This also means that if we have an LU decomposition of a matrix \(\mathbf{A}\) such that \(\mathbf{A} = \mathbf{LU}\) where \(\mathbf{L}\) is a lower triangular matrix and \(\mathbf{U}\) is an upper triangular matrix, then we can calculate the determinant of the matrix by just multiplying the diagonal elements of the matrices \(\mathbf{L}\) and \(\mathbf{U}\):
\[det(\mathbf{A}) = det(\mathbf{L})det(\mathbf{U}) = \prod_{i=1}^n l_{ii} \prod_{i=1}^n u_{ii} \]Where \(l_{ii}\) and \(u_{ii}\) are the diagonal elements of the matrices \(\mathbf{L}\) and \(\mathbf{U}\) respectively. However, remember that the matrix \(\mathbf{L}\) is just a simply lower triangular matrix with 1s on the diagonal, so the determinant of \(\mathbf{L}\) is just 1. So we can simplify this to just the product of the diagonal elements of the matrix \(\mathbf{U}\):
\[det(\mathbf{A}) = det(\mathbf{U}) = \prod_{i=1}^n u_{ii} \]Again showing that the determinant of a matrix and the determinant of the matrix in row echelon form are the same. This is a lot more efficient than calculating the determinant of the matrix and is often used in practice.
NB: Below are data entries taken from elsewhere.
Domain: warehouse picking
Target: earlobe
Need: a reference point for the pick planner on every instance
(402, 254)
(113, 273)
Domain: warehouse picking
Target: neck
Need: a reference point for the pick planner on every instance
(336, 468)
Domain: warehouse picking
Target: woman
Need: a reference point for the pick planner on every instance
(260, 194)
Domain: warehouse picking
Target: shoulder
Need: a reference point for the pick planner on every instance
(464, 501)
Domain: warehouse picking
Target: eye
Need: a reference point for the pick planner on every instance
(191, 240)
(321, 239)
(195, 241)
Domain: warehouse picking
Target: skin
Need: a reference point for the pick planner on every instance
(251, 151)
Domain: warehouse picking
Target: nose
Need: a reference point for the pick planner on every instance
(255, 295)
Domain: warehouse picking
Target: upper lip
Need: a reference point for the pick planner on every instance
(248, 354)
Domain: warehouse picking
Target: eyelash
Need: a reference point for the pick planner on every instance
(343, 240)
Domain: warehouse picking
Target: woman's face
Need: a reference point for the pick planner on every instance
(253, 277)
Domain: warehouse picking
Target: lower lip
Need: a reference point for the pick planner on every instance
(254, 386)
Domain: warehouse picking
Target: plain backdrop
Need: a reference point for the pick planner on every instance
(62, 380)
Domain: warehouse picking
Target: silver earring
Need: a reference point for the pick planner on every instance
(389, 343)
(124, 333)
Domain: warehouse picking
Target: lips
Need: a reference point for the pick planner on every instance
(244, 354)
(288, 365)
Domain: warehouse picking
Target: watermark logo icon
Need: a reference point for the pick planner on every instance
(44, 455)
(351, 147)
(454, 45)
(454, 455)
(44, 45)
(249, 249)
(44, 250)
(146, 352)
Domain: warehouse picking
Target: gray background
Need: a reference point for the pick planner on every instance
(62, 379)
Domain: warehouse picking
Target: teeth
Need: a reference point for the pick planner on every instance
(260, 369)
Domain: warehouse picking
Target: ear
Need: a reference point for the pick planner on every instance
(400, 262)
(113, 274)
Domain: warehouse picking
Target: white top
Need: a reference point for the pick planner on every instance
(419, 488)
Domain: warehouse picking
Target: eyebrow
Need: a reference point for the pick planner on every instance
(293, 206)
If we also allow for partial pivoting in the LU decomposition, then we also have to divide the determinant by the sign of the permutation that was applied to the matrix. This is because swapping rows changes the sign of the determinant. However, the value of the determinant is still the product of the diagonal elements of the matrices \(\mathbf{L}\) and \(\mathbf{U}\), just divided by the sign of the permutation, i.e the determinant of the permutation matrix.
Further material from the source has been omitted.